Troisième et dernier point: la protection des producteurs indigènes. Il est impossible de le nier, cela a été mentionné, nous avons ici un problème sérieux: la part des alcools indigènes dans la vente globale est en chute libre. C'est un problème non seulement d'ordre économique, mais aussi en matière d'aménagement du territoire et de politique agricole dans nos régions puisqu'il entraîne une disparition ou une forte diminution des arbres fruitiers à haute tige.

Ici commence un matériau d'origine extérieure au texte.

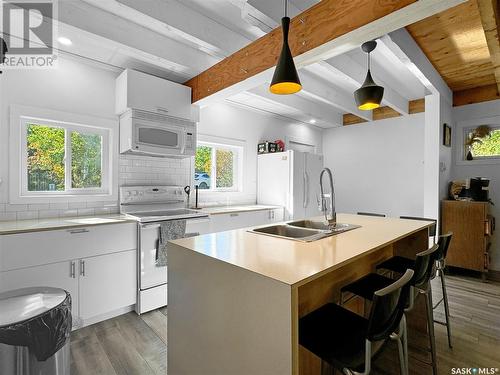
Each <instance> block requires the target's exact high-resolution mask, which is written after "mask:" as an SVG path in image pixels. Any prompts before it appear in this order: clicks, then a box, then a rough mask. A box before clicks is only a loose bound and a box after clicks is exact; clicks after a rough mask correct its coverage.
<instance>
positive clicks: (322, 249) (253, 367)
mask: <svg viewBox="0 0 500 375" xmlns="http://www.w3.org/2000/svg"><path fill="white" fill-rule="evenodd" d="M318 219H319V218H318ZM338 221H339V222H341V223H349V224H355V225H359V226H360V228H357V229H355V230H352V231H349V232H344V233H341V234H338V235H335V236H331V237H327V238H324V239H321V240H318V241H314V242H307V243H306V242H298V241H293V240H286V239H281V238H275V237H271V236H266V235H262V234H257V233H253V232H249V231H248V230H245V229H240V230H233V231H228V232H221V233H213V234H207V235H203V236H198V237H193V238H186V239H181V240H176V241H172V242H170V243H169V246H168V263H169V275H168V285H169V292H168V298H169V300H168V373H169V374H175V375H182V374H189V375H195V374H203V375H212V374H213V375H216V374H217V375H222V374H228V375H233V374H239V375H240V374H241V375H243V374H248V375H255V374H260V375H267V374H269V375H281V374H283V375H285V374H287V375H290V374H293V375H297V374H307V375H313V374H316V373H318V374H319V372H318V371H319V360H318V358H317V357H315V356H314V355H312V354H311V353H309V352H308V351H306V350H305V349H303V348H299V343H298V320H299V318H300V317H302V316H304V315H306V314H308V313H309V312H311V311H313V310H315V309H317V308H319V307H320V306H322V305H323V304H325V303H327V302H332V301H333V302H336V301H338V300H339V295H340V288H341V287H342V286H344V285H346V284H348V283H350V282H352V281H354V280H356V279H358V278H360V277H362V276H364V275H365V274H367V273H369V272H373V271H374V269H375V265H376V264H378V263H380V262H382V261H383V260H385V259H387V258H389V257H391V256H393V255H403V256H408V257H414V256H415V254H416V253H418V252H420V251H423V250H425V249H426V248H427V247H428V228H429V226H430V225H432V223H431V222H423V221H413V220H401V219H392V218H378V217H368V216H358V215H347V214H339V215H338ZM353 308H355V309H356V307H355V306H354V307H353ZM416 313H417V314H418V313H419V309H417V311H416ZM415 321H416V326H417V327H419V328H418V329H419V330H420V331H422V332H423V333H424V334H425V324H423V322H425V321H424V320H423V319H419V317H418V316H417V319H415ZM332 339H335V338H332Z"/></svg>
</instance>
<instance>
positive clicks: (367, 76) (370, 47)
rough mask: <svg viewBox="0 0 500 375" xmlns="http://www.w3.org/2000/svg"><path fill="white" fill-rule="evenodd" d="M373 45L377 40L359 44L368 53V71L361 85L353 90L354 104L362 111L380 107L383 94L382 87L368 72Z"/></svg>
mask: <svg viewBox="0 0 500 375" xmlns="http://www.w3.org/2000/svg"><path fill="white" fill-rule="evenodd" d="M375 47H377V42H376V41H374V40H371V41H369V42H365V43H363V45H362V46H361V49H362V50H363V51H364V52H366V53H367V54H368V73H367V74H366V78H365V81H364V82H363V85H361V87H360V88H359V89H357V90H356V91H354V99H355V100H356V105H357V106H358V108H359V109H361V110H362V111H369V110H371V109H375V108H378V107H380V103H381V102H382V97H383V96H384V88H383V87H382V86H378V85H377V84H376V83H375V82H374V81H373V78H372V75H371V73H370V52H372V51H373V50H374V49H375Z"/></svg>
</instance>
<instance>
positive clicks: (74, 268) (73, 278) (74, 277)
mask: <svg viewBox="0 0 500 375" xmlns="http://www.w3.org/2000/svg"><path fill="white" fill-rule="evenodd" d="M75 268H76V265H75V262H71V263H70V271H69V276H70V277H71V278H73V279H75V278H76V271H75Z"/></svg>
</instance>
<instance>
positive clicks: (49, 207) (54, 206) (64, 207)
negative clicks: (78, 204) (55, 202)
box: [49, 202, 68, 210]
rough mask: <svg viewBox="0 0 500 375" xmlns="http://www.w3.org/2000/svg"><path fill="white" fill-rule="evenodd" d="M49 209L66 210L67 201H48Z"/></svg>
mask: <svg viewBox="0 0 500 375" xmlns="http://www.w3.org/2000/svg"><path fill="white" fill-rule="evenodd" d="M49 209H51V210H67V209H68V202H57V203H50V207H49Z"/></svg>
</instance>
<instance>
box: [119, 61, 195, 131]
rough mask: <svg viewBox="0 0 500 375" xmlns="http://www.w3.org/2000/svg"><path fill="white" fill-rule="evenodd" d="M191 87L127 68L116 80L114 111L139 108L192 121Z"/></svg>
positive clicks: (137, 108) (192, 117)
mask: <svg viewBox="0 0 500 375" xmlns="http://www.w3.org/2000/svg"><path fill="white" fill-rule="evenodd" d="M192 107H193V106H192V105H191V88H190V87H187V86H184V85H181V84H179V83H175V82H170V81H167V80H166V79H162V78H158V77H155V76H152V75H149V74H145V73H141V72H137V71H135V70H131V69H127V70H125V71H124V72H123V73H122V74H120V76H119V77H118V78H117V79H116V108H115V109H116V114H117V115H121V114H122V113H124V112H125V111H126V110H127V109H129V108H130V109H140V110H143V111H148V112H155V113H161V114H165V115H169V116H173V117H178V118H182V119H186V120H191V121H196V118H194V114H195V111H194V109H193V108H192Z"/></svg>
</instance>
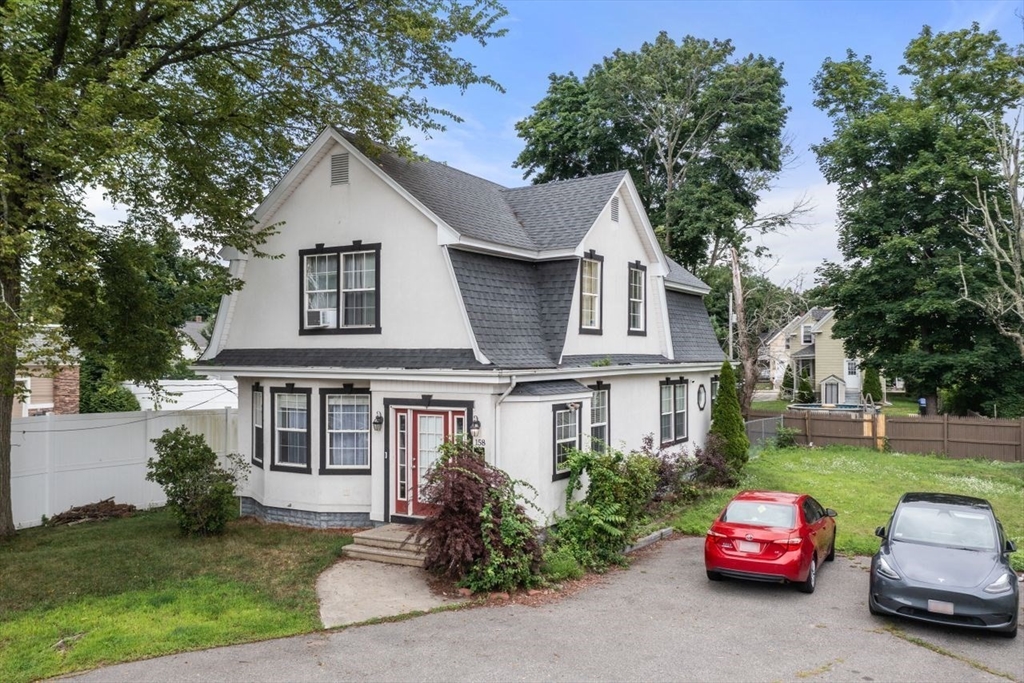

Je suis convaincu que ces deux dernier éléments, le comportement à risque induit par des alcools extrêmement bon marché et la défense des producteurs indigènes, appellent une seule et même réponse: l'introduction d'un prix minimal [PAGE 268] de l'alcool, et ainsi faire en sorte que la vodka que vous trouvez dans les supermarchés ne soit plus vendue à 9 ou 10 francs mais à 18 ou 20 francs, et que l'écart entre les boissons produites en Suisse et les boissons importées soient diminué. A ce titre, je dois vous avouer mon incompréhension pour la position du Conseil fédéral qui avait commencé par proposer cette mesure dans la procédure de consultation et qui y a ensuite renoncé. Je dois vous avouer aussi une forme de regret de constater que les organismes responsables de la prévention et les organismes en charge de la défense des producteurs locaux n'aient pas pu se mettre d'accord pour trouver une solution qui me semble être une solution de bon sens. Nous n'y arriverons peut-être pas - j'ai déposé une proposition de minorité pour l'introduction d'un prix minimal - lors de ce débat au sein de notre conseil, mais je suis convaincu que la solution passe par un accord entre les producteurs locaux qui ont intérêt à voir leurs produits plus compétitifs et les organisations actives en matière de prévention qui auraient intérêt à voir retirer ces alcools très bon marché du circuit commercial.

Par conséquent, j'espère que nous pourrons dans la discussion présente au moins être attentifs au problème et à l'objectif que nous devons viser au moyen de cette loi. J'espère qu'ainsi, à la commission du Conseil national, les producteurs en particulier, se montreront plus souples afin que nous puissions trouver des solutions à la hauteur des difficultés auxquelles nous sommes confrontés, tout ceci dans un esprit de tolérance et dans un esprit libéral qui doivent permettre aux gens dont la consommation d'alcool est raisonnable et qui arrivent à en assumer les conséquences, de pouvoir continuer à s'adonner à leur plaisir à l'avenir.